192 reviews35 followers
March 1, 2014
I would have liked it to be longer. Mostly just because of a fear of mortality, I guess. These biographies that spend 3/4 of the text getting to my age and then hurtle through the last thirty years of someone's career (okay, maybe not exactly hurtling in this case) make me uneasy.

The only problem I have with the content is on pp. 198-199, and the frustrating thing about a book written in 1975 is that you can't go onto the author's blog to quibble about anything, since they are no longer with us.

It's to do with a quoted bit of song:

Holy State or Holy King
Or Holy People's Will-
Have no truck with the senseless thing.
Order the guns and kill!


Mason says that in the story this song is taken from, hatred of democracy has been taken beyond reason: "And all that has happened in Kipling's story is that you have put a Holy Board of Control in the place of the Holy People. Yet surely the element in him that admired Puck and Hobden, Kim and Stalky, would have been the first to hate the soulless tyranny of a board of technocrats."

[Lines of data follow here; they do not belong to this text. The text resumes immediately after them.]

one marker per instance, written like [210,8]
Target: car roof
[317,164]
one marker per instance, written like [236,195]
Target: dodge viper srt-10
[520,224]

But Mason is missing the point. "What I tell you three times is true" and what we are told three times in this bit of verse is: "Holy, Holy, Holy". I do not think the singers of the song would mind a State that is pragmatic, disciplined, and self-sacrificing; or a King that is those things; or a People whose Will is like that. It is when whatever is meant to govern us becomes a subject for unthinking idolatry that we need to get the guns and put it down like a mad dog. IMHO.